Foto: Luciano Lanes / PMPA

Geórgia Santos

Eu quero Porto Alegre de volta (mas tenho medo de ser baleada dentro de casa)

Geórgia Santos
20 de fevereiro de 2017
Porto Alegre, RS - 15/01/2017 Domingo na Redenção Local: Parque Farroupilha (Redenção) Foto: Joel Vargas/PMPA

Eu quero Porto Alegre de volta. Vivo em Porto Alegre há 12 anos e vivo bem. Foi a cidade que escolhi e que me acolheu. Sempre me senti à vontade na capital gaúcha, provavelmente por ser uma espécie de híbrido entre uma cidade pequena e uma cidade grande. É uma metrópole, claro, com milhões de habitantes, trânsito intenso e uma cena cultural bastante importante. Mas também é aquele tipo de cidade em que a gente vive encontrando conhecidos pelas ruas, em que nada é segredo, igualzinho ao que acontece no interior.

A adaptação não foi fácil, mas também não foi o bicho. Eu saí de um município de 7 mil habitantes, tateando, mas me senti em casa quando cheguei à cidade grande. Eu não tinha medo. Porto Alegre me tem, eu pensei. Hoje, isso mudou.

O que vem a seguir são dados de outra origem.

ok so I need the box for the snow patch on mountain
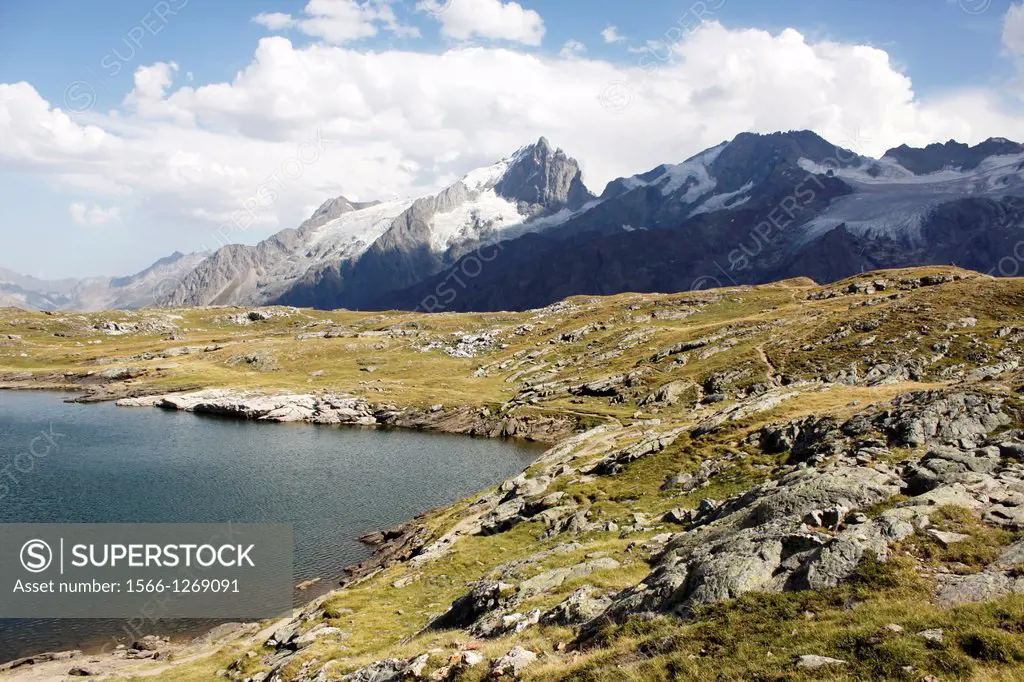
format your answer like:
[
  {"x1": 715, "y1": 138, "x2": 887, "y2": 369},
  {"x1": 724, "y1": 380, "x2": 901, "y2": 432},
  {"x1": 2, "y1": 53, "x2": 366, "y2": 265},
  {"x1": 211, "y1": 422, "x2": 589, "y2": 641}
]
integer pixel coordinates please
[
  {"x1": 660, "y1": 142, "x2": 727, "y2": 198},
  {"x1": 460, "y1": 144, "x2": 536, "y2": 192},
  {"x1": 429, "y1": 189, "x2": 526, "y2": 251},
  {"x1": 797, "y1": 150, "x2": 1024, "y2": 248},
  {"x1": 617, "y1": 142, "x2": 727, "y2": 204},
  {"x1": 307, "y1": 198, "x2": 414, "y2": 257},
  {"x1": 690, "y1": 181, "x2": 754, "y2": 217},
  {"x1": 461, "y1": 159, "x2": 512, "y2": 192}
]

“Um carro entra na contramão, dois homens armados saem do veículo apontando duas pistolas na direção de dois caras que estavam na calçada. Meu instinto treinado por um pai delegado não teve dúvidas: “gurias, pro chão””

É meu aniversário e eu estava a celebrar com duas amigas. Bebíamos um bom vinho branco argentino, um torrontés, e conversávamos sobre coisas boas e ruins enquanto destilávamos no calor que nem o ar condicionado era capaz de aplacar. Nesse meio tempo, eu olho pela janela, que estava aberta na altura dos meus olhos, e vejo uma cena que já não é mais inusitada. Um carro entra na contramão, dois homens armados saem do veículo apontando duas pistolas na direção de dois caras que estavam na calçada. Meu instinto treinado por um pai delegado não teve dúvidas: “gurias, pro chão”.

Perdendo Porto Alegre

Estávamos ali, nós três, jogadas no chão durante a celebração do meu aniversário. Com medo de sermos baleadas dentro de casa. Porto Alegre não me tem mais

Como disse, já se vão 12 anos da minha relação com essa capital e eu sou muito feliz aqui. Mas sim, agora eu tenho medo. Muito medo. Porto Alegre foi abandonada por quem tinha que cuidar dela e a consequência é que a estamos entregando a quem não merece. Somente neste final de semana, 40 pessoas foram assassinadas no Estado, 12 somente na capital.  A situação é insustentável. Não se trata de uma sensação de insegurança, ela é real.

Eu quero Porto Alegre de alegre de volta.